I love Indian romantic comedies and romantic dramas. I love them so much. The Indian culture (about which I know practically nothing) brings in a family element to the love stories which makes for a much more complicated but also true to life look at relationships that our love stories love to exclude and maintain the illusion that none of us live in community and that our relationships have nothing to do with our extended family and friends.
And also they always pull in a dance number, the women are gorgeous and India seems like a very beautiful, romantic, complicated, rich place to set a story. So I’ve been watching Indian RomComs like a boss. If that were my job, I’d get a raise I’m that good at watching Indian Romcoms.
Last week was a real doozy. My brain IS my body’s worst enemy and it was really giving me trouble last week. If last week were my very own Indian RomCom it would be perhaps a remake of “The Taming of the Shrew” only set in Mumbai. Or something like that.
I was feeling like it was me against the world last week. My brain was working overtime to inform me that I suck, that I’m making a fool of myself, I have absolutely no business doing any of things I fancy myself free to do and also, you should just quit.
Now this isn’t anything new for me. This used to be the running commentary I had in my brain all the time but I’ve decided I don’t do that anymore. In the past my brain would typically follow this pattern:
****be good, be good, be good, shut up, shut up, shut up, reign it in, reign in, reign it in, FUDGE THIS SUGAR AND THE SUGAR BOWL I RODE IN ON, act out, act out, act out because who cares? who cares? who cares?
Feel better after acting out, feel bad for acting out and then start all over again.****
I don’t do that anymore. That’s not what I’m into. It got me this far, I’ll give it that, but it won’t take me where I want to go so bye bye.
When it showed back up this week I was doing everything I could to make peace with it and leave it alone but something just would not let me shake it.
In my life coaching work I learned lots of ways to resist old thought habits and center myself in new ones. I learned how to journal from a place of abundance and completeness. I am whole and complete. I am not working to make up for the things I lack. I am not trying to earn my way out of some jail by getting a stamp of approval from some power somewhere above me. That’s not a thing. I am living in the mind, body and gifts that were chosen specifically for me and I am invited to love every minute of this day, week, year.
I did that. I still felt crummy.
I said, “This is just a bummer of a day. It’s not a grade your earned for being bad at life. It’s just a day”

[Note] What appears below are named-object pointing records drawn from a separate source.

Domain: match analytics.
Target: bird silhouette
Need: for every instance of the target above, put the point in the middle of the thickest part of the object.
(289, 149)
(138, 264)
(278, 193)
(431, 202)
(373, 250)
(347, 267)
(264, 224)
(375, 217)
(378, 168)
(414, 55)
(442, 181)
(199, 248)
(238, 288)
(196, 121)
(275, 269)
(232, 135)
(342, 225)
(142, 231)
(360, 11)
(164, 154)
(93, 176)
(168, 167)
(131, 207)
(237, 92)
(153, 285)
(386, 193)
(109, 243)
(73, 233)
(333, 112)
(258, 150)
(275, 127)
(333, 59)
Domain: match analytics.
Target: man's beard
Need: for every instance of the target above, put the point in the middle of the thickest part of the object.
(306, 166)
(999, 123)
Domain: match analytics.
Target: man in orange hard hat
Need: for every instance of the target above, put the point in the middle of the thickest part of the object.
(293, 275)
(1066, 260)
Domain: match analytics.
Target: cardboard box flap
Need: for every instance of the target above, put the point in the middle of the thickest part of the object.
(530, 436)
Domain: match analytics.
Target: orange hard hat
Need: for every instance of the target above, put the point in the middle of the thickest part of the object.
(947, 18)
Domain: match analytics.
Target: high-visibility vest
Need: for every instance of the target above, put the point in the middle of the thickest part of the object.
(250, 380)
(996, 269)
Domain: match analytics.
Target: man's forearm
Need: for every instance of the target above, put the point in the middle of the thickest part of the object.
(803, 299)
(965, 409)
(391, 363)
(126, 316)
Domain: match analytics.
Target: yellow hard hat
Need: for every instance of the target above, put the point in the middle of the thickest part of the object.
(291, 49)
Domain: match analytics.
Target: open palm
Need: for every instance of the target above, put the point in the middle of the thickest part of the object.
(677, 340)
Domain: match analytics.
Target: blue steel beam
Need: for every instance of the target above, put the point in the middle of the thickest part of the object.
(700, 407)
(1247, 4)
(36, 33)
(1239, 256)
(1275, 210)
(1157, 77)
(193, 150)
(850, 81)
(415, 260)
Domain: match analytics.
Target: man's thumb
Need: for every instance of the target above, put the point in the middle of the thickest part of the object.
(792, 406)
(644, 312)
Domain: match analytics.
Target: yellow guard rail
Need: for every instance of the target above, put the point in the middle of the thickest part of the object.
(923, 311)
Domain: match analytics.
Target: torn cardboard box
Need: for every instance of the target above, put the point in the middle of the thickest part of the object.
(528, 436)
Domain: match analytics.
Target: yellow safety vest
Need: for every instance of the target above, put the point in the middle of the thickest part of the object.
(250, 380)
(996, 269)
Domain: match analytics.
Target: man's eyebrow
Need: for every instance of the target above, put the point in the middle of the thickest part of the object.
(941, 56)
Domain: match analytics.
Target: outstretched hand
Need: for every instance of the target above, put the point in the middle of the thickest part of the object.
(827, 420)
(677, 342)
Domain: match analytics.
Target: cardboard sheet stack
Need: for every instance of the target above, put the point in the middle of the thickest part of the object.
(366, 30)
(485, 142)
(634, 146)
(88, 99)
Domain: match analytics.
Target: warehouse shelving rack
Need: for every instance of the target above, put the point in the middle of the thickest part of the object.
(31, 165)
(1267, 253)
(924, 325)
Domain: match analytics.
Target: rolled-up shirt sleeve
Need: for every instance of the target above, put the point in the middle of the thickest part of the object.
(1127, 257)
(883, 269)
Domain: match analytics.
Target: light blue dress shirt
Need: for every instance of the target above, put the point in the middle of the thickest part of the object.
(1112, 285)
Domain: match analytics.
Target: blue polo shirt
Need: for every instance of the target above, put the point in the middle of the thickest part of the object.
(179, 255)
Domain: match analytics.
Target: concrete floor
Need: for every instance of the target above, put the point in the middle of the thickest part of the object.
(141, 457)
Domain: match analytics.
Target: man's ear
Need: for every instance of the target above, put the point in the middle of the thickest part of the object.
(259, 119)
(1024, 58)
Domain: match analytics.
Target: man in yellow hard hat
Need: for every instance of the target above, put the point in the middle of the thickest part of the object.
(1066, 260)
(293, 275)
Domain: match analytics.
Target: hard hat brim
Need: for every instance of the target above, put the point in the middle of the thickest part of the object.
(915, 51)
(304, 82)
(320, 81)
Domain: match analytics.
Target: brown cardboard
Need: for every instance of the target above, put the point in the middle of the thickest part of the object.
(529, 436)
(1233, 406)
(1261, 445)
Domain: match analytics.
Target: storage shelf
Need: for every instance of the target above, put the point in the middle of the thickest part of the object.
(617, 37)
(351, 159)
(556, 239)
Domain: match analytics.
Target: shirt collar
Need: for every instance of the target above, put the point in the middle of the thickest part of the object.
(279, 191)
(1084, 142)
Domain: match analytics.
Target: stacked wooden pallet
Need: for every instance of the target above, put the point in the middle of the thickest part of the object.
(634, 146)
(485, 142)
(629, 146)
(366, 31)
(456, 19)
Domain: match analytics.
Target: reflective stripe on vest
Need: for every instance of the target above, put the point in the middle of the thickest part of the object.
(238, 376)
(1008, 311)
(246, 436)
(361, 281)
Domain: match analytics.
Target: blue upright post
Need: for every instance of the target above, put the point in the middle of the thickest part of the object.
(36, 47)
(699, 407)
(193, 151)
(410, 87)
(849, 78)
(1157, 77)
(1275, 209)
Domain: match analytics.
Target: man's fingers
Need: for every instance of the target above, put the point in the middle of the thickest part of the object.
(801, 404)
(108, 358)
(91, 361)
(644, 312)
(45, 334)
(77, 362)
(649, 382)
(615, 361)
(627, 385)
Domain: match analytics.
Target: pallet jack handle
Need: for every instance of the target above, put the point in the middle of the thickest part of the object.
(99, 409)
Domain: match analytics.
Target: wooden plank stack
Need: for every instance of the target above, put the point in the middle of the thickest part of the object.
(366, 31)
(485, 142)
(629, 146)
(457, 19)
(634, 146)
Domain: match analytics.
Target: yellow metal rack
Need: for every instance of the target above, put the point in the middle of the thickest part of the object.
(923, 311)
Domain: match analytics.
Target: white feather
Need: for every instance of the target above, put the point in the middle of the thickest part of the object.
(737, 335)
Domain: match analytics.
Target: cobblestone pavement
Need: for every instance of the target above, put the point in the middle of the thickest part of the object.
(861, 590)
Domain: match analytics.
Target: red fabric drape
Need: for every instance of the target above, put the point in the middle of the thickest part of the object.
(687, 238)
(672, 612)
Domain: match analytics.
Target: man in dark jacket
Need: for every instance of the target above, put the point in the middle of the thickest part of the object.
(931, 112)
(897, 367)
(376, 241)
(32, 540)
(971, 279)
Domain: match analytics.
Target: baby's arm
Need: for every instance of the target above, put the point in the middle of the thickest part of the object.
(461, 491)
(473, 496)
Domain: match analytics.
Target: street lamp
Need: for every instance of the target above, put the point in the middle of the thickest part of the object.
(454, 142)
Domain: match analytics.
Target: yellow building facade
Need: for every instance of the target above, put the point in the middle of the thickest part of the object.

And then, right before my gig on Friday, after days and days of feeling on the outside and so very uncool, I remembered this tool:
I can handle anything. I . can. handle. anything. and I’m like, “YOU’RE DAMN RIGHT I CAN HANDLE ANYTHING!!!! BRING IT ON!!!!
And I felt free. Free again. I’m not afraid of feeling bad feelings. I’m not afraid of bad days. I can friggin’ feel anything and it doesn’t turn me into a troll. Bad feelings don’t put me in chains, they don’t suck away my identity or make me less than anyone else. They’re just bad feelings and I’m going to be just fine.
CUE INDIAN DANCE NUMBER AND MAKE SURE THAT WIND MACHINE KICKS MY HAIR UP JUST RIGHT!
Turns out mental toughness isn’t just for NFL players anymore. It’s for all of us. When Bob at the nursing home heckled me during my nursing home happy hour set last week saying, “Don’t quit your day job.” I have the freedom to ingest that information any way I want. I have the power to decide if it’s something I wish to learn from, internalize or let go. I can look at rejection and choose to feel just as powerful and complete after the no as I did before it. And on and on and on. AND I GOT NEWS FOR YOU, NURSING HOME BOB! I ALREADY DID!!
I cried my eyes out at this Indian Romantic Drama called, “Dum Laga Ke Haisha” about an arranged marriage where the husband despised his new wife and everyone else for that matter because life wasn’t going the way he wanted it to. He felt powerless before the choices of his family, his past, and his new wife. It was pretty sad because it felt pretty true. Until the moment he ever so cautiously tried his hand at steering the ship and becoming the hero in his own story.
Turn’s out there’s no fight, there’s no jail, there’s no conflict at all. It was just stuff I got used to thinking to prove my case for smallness. There’s no judgment other than my own. People are pretty great at encouragement and helping. People are cheering you on. Mental mastery consists of thinking through all the thoughts you’ve just naturally adopted as your own and choosing if they get to stay or not. Are they helping you? Are they making you better or keeping you stuck right where you are?
The guy in “Dum Laga Ke Haisha” started letting go because no one gets points for hanging in there. No one earns favor for slogging through it and slapping a smile on your face. No doubt, we will all walk through the valley, no doubt the valley will change us forever, but even so, we get to choose how that trial will tattoo itself upon us. We will live with pain and grief, and still the story belongs to us. And there are no points. For any of it.
And now I’m going to make my list of things to do while watching “Bareilly Ki Barfi” (it stars the same guy from the other one and he’s dreamy). Cue wind machine, cue Indian dance music. Go be amazing.